RAG for Agents: Augmented Memory
How to implement Retrieval-Augmented Generation to give your agents contextual knowledge and long-term memory.
What is RAG?
Retrieval-Augmented Generation (RAG) is a pattern that combines relevant information retrieval with text generation by an LLM. For agents, RAG works as a long-term memory that allows them to access specific knowledge.
Basic RAG Architecture
from langchain.vectorstores import Chroma
from langchain.embeddings import OpenAIEmbeddings
class AgentMemory:
def __init__(self):
self.embeddings = OpenAIEmbeddings()
self.vectorstore = Chroma(
embedding_function=self.embeddings
)
def store(self, text: str, metadata: dict):
self.vectorstore.add_texts(
texts=[text],
metadatas=[metadata]
)
def recall(self, query: str, k: int = 5):
return self.vectorstore.similarity_search(
query, k=k
)Chunking Strategies
How we split documents directly impacts retrieval quality:
Fixed-size chunks
Split by fixed token count. Simple but may cut context.
Semantic chunking
Split by semantic units (paragraphs, sections). Better coherence.
Recursive chunking
Split hierarchically, preserving document structure.
Hybrid Search
Combine semantic search with keyword search for better results:
- Dense retrieval: Embedding-based search (semantic similarity)
- Sparse retrieval: BM25 or TF-IDF (keyword matching)

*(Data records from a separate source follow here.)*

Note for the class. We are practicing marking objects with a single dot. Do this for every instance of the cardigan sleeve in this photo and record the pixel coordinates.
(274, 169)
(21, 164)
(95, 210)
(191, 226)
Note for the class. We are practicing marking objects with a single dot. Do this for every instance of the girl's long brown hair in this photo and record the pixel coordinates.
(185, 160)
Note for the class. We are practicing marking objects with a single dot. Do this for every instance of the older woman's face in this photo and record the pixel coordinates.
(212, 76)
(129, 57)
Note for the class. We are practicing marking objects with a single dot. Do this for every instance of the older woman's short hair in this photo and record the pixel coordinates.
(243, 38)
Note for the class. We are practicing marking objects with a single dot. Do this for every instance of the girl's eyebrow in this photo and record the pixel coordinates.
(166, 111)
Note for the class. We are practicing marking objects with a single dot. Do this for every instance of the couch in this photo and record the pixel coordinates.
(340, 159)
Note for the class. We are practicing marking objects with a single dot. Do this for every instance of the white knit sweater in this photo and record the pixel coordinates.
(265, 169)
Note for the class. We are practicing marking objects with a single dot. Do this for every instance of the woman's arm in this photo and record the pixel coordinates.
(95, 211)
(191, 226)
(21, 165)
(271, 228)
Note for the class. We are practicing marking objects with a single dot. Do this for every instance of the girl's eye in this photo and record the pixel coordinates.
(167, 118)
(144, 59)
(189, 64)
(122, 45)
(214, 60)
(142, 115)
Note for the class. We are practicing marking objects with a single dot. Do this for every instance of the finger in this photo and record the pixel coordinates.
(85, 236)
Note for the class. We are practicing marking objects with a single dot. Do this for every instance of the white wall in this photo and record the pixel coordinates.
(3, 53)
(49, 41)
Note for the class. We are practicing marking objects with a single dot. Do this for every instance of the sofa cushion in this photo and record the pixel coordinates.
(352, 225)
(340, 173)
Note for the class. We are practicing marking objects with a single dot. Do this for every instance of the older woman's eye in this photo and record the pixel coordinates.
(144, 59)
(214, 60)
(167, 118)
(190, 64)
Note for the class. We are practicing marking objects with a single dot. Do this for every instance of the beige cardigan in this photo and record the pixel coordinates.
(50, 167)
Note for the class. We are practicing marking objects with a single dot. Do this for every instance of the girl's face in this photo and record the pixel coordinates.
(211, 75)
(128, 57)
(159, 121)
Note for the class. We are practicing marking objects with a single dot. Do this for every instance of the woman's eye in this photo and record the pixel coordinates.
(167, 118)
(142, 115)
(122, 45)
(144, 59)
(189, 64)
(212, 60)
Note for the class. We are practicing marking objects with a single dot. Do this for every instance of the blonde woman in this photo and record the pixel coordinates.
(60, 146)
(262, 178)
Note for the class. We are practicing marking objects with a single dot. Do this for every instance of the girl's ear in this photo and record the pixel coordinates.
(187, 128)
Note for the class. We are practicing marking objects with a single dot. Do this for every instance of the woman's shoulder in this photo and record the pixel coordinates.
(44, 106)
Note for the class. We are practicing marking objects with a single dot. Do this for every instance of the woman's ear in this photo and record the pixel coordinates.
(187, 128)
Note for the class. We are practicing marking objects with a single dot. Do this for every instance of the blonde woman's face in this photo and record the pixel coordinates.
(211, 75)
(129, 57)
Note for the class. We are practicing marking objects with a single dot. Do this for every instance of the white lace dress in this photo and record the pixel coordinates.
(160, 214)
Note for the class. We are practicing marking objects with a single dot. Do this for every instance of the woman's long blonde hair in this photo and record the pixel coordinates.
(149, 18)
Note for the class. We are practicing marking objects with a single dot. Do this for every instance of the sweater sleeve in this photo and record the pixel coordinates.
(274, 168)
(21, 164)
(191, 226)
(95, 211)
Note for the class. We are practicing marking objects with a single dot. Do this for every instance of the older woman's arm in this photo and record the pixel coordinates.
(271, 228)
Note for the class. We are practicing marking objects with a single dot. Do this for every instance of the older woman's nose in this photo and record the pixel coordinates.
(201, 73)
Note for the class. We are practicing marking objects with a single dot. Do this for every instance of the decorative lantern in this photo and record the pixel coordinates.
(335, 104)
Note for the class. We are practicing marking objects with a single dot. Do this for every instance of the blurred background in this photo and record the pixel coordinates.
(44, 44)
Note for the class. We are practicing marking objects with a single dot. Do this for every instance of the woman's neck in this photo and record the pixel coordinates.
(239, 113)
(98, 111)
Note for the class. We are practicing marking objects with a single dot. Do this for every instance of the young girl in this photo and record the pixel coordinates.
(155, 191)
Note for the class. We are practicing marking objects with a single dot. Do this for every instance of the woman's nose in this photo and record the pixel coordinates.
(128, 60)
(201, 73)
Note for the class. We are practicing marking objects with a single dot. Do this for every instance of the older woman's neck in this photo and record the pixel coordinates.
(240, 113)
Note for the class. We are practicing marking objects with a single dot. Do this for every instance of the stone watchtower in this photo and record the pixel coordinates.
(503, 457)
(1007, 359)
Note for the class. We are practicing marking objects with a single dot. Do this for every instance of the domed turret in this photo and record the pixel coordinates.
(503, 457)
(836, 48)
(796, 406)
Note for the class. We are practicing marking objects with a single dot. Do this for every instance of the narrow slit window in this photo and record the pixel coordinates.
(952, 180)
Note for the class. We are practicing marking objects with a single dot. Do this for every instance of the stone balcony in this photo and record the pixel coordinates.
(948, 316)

- Hybrid: Combine both with reciprocal rank fusion
RAG Evaluation
Key metrics for evaluating your RAG pipeline:
- Context relevance: Are the retrieved chunks relevant?
- Faithfulness: Is the answer faithful to the retrieved context?
- Answer quality: Is the answer helpful and complete?
Conclusion
RAG is an essential component for agents that need to access specific knowledge. The key is optimizing each stage of the pipeline: ingestion, chunking, embedding, retrieval, and generation.